Structured meshes, composed of quadrilateral elements in 2D and hexahedral elements in 3D, are widely used in industrial applications and engineering simulations due to their regularity and superior accuracy in finite element analysis. Generating high-quality structured meshes, however, remains challenging, especially for complex geometries and singularities. Field-guided approaches, which construct cross fields in 2D and frame fields in 3D to encode element orientation, are promising but are typically defined on discrete meshes, limiting continuity and computational efficiency. To address these challenges, we introduce \emph{NeurFrame}, a neural framework that represents frame fields continuously over the domain, supporting infinite-resolution evaluation. Trained in a self-supervised manner on discrete mesh samples, NeurFrame produces smooth, high-quality frame fields without relying on dense tetrahedral discretizations. The resulting fields simultaneously guide high-quality quadrilateral surface meshes and hexahedral volumetric meshes, with fewer and better-distributed singularities. By using a single network, NeurFrame also achieves lower computational cost compared to prior self-supervised neural methods that jointly optimize multiple fields.

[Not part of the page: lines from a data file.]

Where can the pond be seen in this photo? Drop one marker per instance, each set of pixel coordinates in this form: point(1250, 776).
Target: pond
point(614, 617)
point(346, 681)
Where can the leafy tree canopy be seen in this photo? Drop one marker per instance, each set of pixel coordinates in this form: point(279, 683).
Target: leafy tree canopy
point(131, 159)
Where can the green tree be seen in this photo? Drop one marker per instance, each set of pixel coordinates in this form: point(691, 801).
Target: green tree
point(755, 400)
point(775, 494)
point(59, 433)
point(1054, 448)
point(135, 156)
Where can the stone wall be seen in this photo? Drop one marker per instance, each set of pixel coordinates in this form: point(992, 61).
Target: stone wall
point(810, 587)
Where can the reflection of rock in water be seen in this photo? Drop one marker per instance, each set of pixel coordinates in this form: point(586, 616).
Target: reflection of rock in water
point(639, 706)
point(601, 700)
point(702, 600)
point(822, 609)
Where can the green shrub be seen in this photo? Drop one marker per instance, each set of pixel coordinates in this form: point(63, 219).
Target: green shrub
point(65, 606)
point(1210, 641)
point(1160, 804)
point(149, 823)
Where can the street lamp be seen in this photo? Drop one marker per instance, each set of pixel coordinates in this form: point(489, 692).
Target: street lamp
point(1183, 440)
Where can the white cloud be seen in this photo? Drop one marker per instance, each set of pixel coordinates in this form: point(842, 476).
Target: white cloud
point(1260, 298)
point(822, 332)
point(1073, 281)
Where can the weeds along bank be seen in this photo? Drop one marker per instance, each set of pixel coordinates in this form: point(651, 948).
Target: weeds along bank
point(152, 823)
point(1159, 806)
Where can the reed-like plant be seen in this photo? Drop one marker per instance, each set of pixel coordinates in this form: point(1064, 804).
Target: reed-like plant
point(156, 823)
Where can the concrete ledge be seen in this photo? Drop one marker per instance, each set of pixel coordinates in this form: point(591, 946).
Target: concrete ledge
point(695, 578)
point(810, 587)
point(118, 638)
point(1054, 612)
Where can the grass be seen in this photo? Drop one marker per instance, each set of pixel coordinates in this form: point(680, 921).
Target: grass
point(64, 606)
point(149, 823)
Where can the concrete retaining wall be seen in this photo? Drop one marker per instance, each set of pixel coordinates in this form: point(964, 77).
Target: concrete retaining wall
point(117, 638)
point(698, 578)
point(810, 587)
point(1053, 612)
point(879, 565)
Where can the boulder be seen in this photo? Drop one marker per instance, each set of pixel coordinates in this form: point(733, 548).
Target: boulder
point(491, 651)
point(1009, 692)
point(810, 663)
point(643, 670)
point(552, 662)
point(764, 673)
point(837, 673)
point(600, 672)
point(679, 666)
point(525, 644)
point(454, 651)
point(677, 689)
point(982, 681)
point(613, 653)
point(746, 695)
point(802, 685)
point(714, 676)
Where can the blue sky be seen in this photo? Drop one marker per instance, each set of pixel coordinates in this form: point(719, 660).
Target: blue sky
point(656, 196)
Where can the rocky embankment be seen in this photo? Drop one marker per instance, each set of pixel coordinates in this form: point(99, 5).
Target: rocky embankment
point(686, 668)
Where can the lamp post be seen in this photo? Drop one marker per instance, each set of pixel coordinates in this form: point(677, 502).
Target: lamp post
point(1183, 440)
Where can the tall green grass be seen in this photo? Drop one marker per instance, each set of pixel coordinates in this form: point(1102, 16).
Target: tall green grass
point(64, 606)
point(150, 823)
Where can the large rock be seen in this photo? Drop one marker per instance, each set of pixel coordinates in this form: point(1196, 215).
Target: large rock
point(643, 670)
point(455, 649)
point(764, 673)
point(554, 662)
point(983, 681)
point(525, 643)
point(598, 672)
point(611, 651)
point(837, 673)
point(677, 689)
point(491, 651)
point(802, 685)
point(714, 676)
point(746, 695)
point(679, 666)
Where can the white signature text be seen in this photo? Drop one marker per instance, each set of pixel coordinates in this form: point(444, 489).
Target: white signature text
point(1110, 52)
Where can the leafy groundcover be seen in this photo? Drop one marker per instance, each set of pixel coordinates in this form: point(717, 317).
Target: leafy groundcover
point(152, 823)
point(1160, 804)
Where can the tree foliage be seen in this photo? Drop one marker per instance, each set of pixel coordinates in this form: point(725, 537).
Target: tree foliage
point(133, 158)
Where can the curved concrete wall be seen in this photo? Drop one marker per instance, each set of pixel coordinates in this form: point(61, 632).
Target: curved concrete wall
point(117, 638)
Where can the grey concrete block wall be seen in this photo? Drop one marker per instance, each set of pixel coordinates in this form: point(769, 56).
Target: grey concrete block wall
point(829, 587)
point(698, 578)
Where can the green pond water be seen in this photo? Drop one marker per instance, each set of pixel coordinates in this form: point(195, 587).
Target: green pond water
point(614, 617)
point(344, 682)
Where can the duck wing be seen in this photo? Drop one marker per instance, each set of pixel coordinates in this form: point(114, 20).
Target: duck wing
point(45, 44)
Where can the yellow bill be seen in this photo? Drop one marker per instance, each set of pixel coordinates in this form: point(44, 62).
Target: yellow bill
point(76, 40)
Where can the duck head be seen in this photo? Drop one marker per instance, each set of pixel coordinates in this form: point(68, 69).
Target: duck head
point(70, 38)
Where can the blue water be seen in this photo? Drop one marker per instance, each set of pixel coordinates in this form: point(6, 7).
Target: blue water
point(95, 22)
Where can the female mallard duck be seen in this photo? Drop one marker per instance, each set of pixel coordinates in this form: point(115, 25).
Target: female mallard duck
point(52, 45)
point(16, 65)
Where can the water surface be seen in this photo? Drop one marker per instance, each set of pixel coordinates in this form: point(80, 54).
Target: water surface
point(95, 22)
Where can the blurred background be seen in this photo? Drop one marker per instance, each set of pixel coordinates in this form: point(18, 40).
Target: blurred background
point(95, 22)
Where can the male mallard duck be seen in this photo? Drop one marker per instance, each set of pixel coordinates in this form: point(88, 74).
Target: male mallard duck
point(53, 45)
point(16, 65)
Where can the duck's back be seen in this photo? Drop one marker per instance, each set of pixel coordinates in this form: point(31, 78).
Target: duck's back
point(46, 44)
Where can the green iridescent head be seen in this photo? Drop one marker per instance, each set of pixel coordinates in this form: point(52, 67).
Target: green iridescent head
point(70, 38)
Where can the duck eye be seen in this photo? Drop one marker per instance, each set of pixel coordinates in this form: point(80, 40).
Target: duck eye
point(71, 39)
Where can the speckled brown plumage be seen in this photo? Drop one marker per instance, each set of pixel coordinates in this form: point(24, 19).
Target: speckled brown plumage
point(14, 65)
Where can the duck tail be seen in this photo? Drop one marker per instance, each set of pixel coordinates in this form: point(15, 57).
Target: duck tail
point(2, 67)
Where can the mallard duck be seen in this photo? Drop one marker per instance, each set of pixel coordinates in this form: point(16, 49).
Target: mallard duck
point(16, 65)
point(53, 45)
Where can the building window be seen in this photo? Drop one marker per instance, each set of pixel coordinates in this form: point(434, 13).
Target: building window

翻译：结构化网格由二维四边形单元和三维六面体单元构成，因其在有限元分析中具有规则性和更高的精度，被广泛应用于工业场景与工程仿真。然而，生成高质量的结构化网格仍然具有挑战性，尤其对于复杂几何形状和奇异点区域。基于场引导的方法通过构建二维交叉场和三维框架场来编码单元方向，具有较好的前景，但这类方法通常定义在离散网格上，限制了场的连续性并影响计算效率。为解决这些问题，我们提出 \emph{NeurFrame}，一种在计算域上连续表示框架场的神经框架，支持无限分辨率的场值计算。NeurFrame 在离散网格样本上以自监督方式进行训练，无需依赖密集四面体离散化即可生成平滑、高质量的框架场。所得场可同时引导生成高质量的四边形表面网格与六面体体网格，且奇异点数量更少、分布更优。通过使用单一网络，NeurFrame 相比先前联合优化多个场的自监督神经方法，进一步降低了计算成本。